Nur noch "volle Attacke" nach dem Springen

Die Drei hatten also nur sehr geringe Medaillenaussichten und kamen am Ende auf den Plätzen sechs (Rießle), sieben (Frenzel) und 16 (Kircheisen) an. Rydzek dagegen erklärte nach dem Springen, seine Ausgangsposition sei doch recht gut und kündigte an: "Volle Attacke." Nach dem Springen hatte er zwar diese 60 Sekunden Rückstand auf den führenden Österreicher Mario Seidl, aber Seidl war nicht das Problem.

Der Österreicher ist ein starker Springer und ein mittelmäßiger Läufer, der mit guter Krafteinteilung locker einzuholen ist. Unberechenbarer waren die Stärken von Rydzeks anderen Kontrahenten, die er auch noch überholen musste. Zudem hatte er schon zwei Wettbewerbe binnen drei Tagen in den Knochen - als Schlussläufer der Staffel und als Gewinner des ersten WM-Einzelrennens. Und schließlich war nicht absehbar, ob Rydzek nicht wieder ein Fehler im eigenen Kräfte-Management unterlief, so wie kürzlich beim Weltcup-Höhepunkt in Seefeld.

Doch diesmal war er nicht der Gejagte, sondern der Verfolger, ein Jäger, der mehrere Ziele im Auge haben musste: den jungen Seidl und die drei Mitverfolger, die er schon nach wenigen Metern eingeholt hatte. Es ging darum, Seidl nicht zu schnell einzuholen und sich womöglich im weichen Schnee als Zugpferd der anderen zu verausgaben, die ihn dann locker abhängen konnten. Zumindest diese Befürchtung, das zeigte sich schon nach anderthalb Runden, war unbegründet.
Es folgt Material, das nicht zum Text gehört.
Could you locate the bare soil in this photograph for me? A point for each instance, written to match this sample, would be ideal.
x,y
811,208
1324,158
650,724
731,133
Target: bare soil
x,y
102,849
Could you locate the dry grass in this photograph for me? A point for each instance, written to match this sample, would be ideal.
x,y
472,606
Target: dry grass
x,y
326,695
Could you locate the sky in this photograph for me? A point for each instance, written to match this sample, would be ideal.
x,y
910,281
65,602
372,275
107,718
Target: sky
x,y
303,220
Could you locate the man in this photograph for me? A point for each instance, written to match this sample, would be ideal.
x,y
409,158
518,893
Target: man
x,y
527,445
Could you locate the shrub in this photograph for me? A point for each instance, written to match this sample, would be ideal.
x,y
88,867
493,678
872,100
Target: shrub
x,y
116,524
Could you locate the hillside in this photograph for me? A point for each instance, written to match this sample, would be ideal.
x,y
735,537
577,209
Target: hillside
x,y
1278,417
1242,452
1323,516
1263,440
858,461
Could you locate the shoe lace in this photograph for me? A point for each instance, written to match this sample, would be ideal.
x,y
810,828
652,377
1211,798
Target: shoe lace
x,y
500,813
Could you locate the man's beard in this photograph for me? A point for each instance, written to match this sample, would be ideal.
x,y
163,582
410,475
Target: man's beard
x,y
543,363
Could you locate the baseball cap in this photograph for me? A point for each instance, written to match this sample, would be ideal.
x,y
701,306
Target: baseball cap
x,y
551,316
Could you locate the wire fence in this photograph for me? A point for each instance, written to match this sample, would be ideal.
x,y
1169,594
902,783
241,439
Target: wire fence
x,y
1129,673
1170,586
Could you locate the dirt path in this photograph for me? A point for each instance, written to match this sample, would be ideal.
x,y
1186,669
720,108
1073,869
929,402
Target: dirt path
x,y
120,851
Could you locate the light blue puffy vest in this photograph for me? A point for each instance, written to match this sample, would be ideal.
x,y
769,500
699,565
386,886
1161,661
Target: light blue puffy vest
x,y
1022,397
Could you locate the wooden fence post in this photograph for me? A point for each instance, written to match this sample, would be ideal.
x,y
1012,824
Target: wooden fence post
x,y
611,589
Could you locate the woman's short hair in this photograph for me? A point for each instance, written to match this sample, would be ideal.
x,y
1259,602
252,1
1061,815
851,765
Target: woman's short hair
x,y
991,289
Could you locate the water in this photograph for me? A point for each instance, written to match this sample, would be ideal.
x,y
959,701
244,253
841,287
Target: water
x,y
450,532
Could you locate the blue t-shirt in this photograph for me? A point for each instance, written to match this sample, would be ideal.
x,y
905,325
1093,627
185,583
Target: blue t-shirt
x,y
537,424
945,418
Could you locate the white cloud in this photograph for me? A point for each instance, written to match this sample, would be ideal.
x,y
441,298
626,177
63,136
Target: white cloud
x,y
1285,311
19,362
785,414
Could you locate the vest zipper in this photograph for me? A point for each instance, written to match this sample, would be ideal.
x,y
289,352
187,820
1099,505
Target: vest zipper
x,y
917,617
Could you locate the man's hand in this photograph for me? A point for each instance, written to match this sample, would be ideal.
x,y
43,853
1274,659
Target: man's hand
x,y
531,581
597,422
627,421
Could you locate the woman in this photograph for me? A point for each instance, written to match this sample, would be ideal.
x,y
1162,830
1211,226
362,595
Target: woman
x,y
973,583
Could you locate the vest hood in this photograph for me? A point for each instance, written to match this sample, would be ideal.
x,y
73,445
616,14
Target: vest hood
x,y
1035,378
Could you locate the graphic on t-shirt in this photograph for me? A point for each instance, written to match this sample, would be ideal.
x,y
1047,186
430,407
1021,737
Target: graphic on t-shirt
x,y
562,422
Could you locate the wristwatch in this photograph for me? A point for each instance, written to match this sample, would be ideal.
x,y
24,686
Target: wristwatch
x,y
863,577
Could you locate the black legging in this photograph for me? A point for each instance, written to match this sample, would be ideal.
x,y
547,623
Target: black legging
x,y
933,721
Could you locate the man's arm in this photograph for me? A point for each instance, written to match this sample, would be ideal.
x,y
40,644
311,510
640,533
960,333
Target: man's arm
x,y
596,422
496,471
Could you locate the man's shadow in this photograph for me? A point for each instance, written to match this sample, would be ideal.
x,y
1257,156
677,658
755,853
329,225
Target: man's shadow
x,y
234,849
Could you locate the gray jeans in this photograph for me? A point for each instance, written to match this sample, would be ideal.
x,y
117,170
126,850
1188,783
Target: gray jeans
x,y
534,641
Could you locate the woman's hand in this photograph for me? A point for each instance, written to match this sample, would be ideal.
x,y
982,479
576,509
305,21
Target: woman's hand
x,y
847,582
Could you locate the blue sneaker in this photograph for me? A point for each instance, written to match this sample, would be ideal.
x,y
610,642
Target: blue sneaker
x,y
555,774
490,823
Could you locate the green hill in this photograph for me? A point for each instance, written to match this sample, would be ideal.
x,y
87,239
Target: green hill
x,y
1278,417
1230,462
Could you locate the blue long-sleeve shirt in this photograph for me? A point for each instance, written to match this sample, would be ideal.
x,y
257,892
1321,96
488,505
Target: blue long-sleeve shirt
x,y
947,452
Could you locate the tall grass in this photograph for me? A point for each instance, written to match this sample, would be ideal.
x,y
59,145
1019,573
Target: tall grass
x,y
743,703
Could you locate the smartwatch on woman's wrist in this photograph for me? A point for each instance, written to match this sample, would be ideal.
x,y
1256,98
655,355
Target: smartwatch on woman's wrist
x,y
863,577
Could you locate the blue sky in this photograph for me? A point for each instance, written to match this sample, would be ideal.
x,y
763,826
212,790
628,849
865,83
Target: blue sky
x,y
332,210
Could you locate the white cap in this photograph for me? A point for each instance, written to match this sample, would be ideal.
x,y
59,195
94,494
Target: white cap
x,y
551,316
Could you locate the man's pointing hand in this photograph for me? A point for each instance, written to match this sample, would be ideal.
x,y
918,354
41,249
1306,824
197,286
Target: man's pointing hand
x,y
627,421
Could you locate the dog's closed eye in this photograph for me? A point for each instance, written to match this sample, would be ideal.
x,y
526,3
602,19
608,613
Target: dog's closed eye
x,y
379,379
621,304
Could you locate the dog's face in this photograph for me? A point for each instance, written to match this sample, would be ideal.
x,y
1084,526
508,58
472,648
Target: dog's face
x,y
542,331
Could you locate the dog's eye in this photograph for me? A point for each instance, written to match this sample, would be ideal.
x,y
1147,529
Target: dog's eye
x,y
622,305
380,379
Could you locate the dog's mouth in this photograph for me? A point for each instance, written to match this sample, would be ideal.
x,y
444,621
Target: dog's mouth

Am letzten Anstieg vollendet Rydzek seinen Plan

Rydzek, der den Weltcupstatistiken zufolge der beste Läufer seiner Gruppe war, jagte gedrosselt. Am schweren Anstieg im Wald westlich des Stadions machte die Gruppe - meist unter seiner Führung - jeweils zirka 15 Sekunden gut, in der Abfahrt danach erholte man sich. Nach 7,5 Kilometern war Mario Seidl überholt, wenig später musste der zweite Österreicher abreißen lassen, Wilhelm Denifl; und schließlich bewegte sich die Gruppe auf den letzten kurzen Anstieg zu, an dem Rydzek seinen Plan vollendete.

Er beherrscht die beiden nordischen Hauptdisziplinen als verbundene Sportart zurzeit am besten, Bundestrainer Hermann Weinbuch sagte nach Rydzeks Sieg: "Er ist der kompletteste Kombinierer."